Allí estaba dentro de su taquilla sus botas, una tablet y ropa. «Llamé al club para organizar ir allí alrededor del mediodía, pero me dijeron que no. No me dejaron ir antes de entrenar porque pensaban que podría crear malas vibraciones», explica de una decisión con la que «no tuvo problema» porque la considera «justa». «Sobre las nueve y media de la noche fui allí para recoger todas mis cosas. Así cuenta el ex del Athletic lo sucedido: «Llamé al timbre para que se abriera la seguridad durante unos 15 minutos, pero no llegó nadie. Hubo algunos trabajos de construcción en ese momento, así que supongo que el timbre no funcionaba.
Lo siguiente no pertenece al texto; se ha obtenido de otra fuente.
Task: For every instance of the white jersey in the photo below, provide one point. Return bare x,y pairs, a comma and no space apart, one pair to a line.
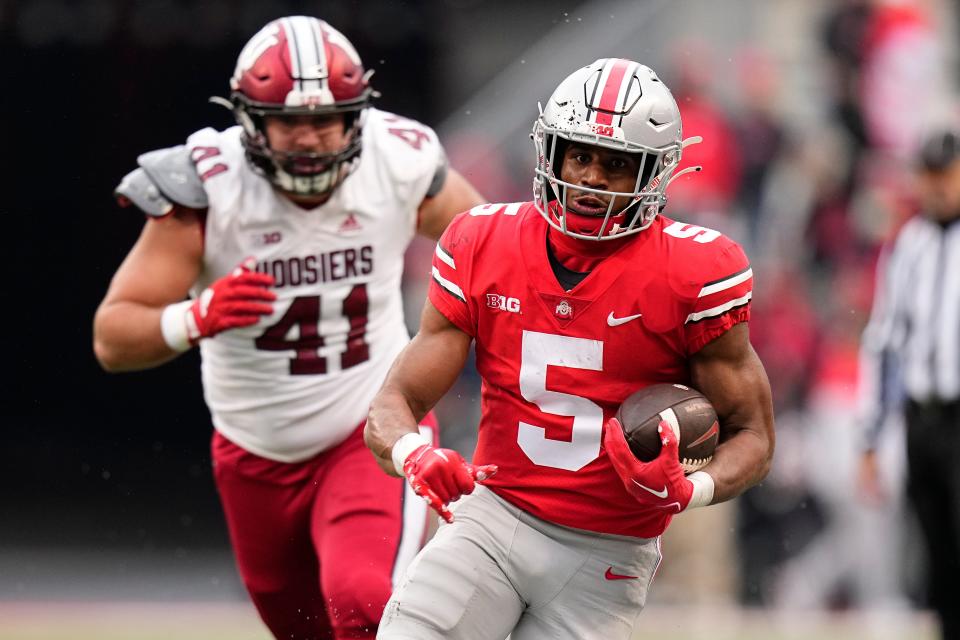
301,380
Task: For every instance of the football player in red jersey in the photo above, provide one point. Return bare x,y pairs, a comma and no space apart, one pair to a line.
573,300
288,231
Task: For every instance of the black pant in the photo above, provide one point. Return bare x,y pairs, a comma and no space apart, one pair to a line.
933,487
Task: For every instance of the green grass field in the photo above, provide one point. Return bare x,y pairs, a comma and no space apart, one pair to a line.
238,621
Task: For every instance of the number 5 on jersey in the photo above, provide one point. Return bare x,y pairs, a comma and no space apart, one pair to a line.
540,350
304,314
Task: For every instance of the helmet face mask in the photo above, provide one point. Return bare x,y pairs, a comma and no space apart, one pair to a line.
300,66
617,105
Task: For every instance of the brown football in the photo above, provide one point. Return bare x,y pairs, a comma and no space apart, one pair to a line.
691,415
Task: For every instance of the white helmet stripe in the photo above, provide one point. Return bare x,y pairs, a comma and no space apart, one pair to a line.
320,69
310,68
294,52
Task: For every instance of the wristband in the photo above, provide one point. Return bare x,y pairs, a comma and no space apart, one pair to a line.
173,326
406,445
702,489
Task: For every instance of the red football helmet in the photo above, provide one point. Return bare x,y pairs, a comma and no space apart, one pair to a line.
294,66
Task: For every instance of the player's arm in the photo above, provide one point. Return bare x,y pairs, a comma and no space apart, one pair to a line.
144,321
436,211
158,271
729,373
422,373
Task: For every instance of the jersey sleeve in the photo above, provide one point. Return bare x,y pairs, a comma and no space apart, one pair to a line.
722,301
413,155
450,275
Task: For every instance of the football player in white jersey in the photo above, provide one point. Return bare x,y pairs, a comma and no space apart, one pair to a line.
288,233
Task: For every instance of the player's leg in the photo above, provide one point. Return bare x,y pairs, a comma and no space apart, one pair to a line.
267,513
931,478
456,588
366,526
580,585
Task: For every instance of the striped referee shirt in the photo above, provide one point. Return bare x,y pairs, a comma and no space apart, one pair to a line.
911,345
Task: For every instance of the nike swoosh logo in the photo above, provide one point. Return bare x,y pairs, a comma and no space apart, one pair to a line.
616,322
660,494
610,575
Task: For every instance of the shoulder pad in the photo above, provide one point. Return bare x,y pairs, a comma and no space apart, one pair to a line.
175,175
166,177
137,188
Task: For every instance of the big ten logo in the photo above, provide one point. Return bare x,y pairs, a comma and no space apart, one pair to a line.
602,129
503,303
265,238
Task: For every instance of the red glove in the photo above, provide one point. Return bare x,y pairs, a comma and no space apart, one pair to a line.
235,300
659,483
441,476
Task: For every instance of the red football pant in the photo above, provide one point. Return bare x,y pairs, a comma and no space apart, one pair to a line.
318,543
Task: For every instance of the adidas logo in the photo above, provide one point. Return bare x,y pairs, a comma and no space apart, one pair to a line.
351,223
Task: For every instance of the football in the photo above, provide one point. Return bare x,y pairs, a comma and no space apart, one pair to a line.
686,410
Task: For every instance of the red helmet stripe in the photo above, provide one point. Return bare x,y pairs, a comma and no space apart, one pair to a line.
611,90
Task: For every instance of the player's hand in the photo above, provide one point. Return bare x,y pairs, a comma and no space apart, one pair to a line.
441,476
659,483
235,300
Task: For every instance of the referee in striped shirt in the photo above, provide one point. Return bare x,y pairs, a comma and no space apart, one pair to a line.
910,357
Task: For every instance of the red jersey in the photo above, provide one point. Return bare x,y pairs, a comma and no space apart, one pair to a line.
557,364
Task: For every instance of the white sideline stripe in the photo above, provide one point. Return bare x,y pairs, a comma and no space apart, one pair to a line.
413,527
716,311
726,284
445,257
446,284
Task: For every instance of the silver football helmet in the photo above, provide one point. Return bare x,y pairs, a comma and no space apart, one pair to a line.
617,104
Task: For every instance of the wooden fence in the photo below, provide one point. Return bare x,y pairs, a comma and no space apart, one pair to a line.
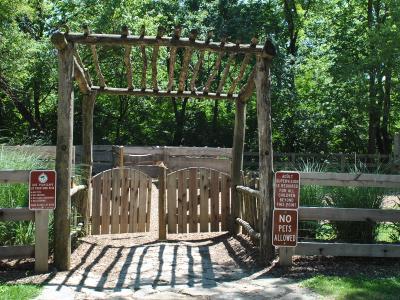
250,211
41,218
175,158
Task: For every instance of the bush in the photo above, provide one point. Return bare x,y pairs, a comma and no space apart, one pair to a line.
16,195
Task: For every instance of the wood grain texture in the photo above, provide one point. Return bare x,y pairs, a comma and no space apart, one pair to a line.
204,198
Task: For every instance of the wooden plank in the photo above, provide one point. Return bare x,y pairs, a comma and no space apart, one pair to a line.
186,60
124,201
41,241
16,214
117,40
349,214
214,200
149,197
171,202
192,200
128,65
115,199
171,77
177,163
347,249
243,66
106,202
154,67
225,73
162,93
162,181
134,200
96,204
196,71
204,198
14,176
346,179
213,73
142,203
225,203
10,252
144,68
182,201
237,160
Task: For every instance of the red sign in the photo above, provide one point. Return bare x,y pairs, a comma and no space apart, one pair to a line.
287,187
284,229
42,189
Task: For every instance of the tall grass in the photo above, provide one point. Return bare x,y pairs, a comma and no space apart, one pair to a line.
16,195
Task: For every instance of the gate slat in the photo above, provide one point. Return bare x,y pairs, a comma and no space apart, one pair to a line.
105,203
225,202
171,202
115,199
142,203
204,196
215,199
182,201
193,200
133,201
124,200
148,214
96,200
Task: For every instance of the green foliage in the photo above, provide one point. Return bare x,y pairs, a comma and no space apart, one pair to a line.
19,291
354,287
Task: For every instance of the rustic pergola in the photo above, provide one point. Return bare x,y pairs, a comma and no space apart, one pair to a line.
71,67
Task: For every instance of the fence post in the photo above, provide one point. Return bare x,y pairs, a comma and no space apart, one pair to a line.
41,241
285,256
162,184
118,156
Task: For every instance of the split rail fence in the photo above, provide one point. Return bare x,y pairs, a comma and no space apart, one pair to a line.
40,249
250,220
176,158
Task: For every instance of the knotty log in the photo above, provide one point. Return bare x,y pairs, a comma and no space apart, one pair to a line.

Llamé al gerente del equipo, pero él no cogió su teléfono. Sabía por mis años en Lezama que había otro punto de acceso, más cerca de los vestuarios, así que me acerqué y llamé al guardia de seguridad, Iker, para que me dejara entrar.'Iker, Iker, por favor abre', grité. Salió, abrió y me dejó entrar. Recogí las cosas y me fui. Eso fue todo. No sucedió nada más».

«Imaginen mi reacción al día siguiente, cuando me dijeron que había ido borracho y que había peleado con el guardia de seguridad. ¡Madre mía! Alguien se inventó una buena historia», recuerda el jugador, que reconoce que ahora se toma la anécdota «a risa» . «¿En aquel momento? Estaba aturdido.Es una dura lección. Pasas años de tu vida en un club, dando todo lo que tienes.... Y luego, al final, las cosas no siempre se representan de la mejor manera». Eso sí, siempre estará «orgulloso» de su tiempo en el Athletic. «Fue como mi familia», asegura mientras reconoce que le fue «bastante complicado tomar la decisión de irse».

Martínez reconoce que no quería abandonar el Athletic tras el varapalo que supuso perder la final de Europa League y Copa del Rey a las órdenes de Bielsa. Sin embargo, señala que «en el fútbol, las cosas pueden cambiar de un día para otro». «Hoy estás en la cima del mundo, y luego tienes uno o dos meses malos, y de repente estás en el fondo del barro y ya nadie te quiere. Sabía que tenía una oportunidad única de seguir adelante después de una temporada tan buena y que tenía que tomarla. Fue el momento correcto».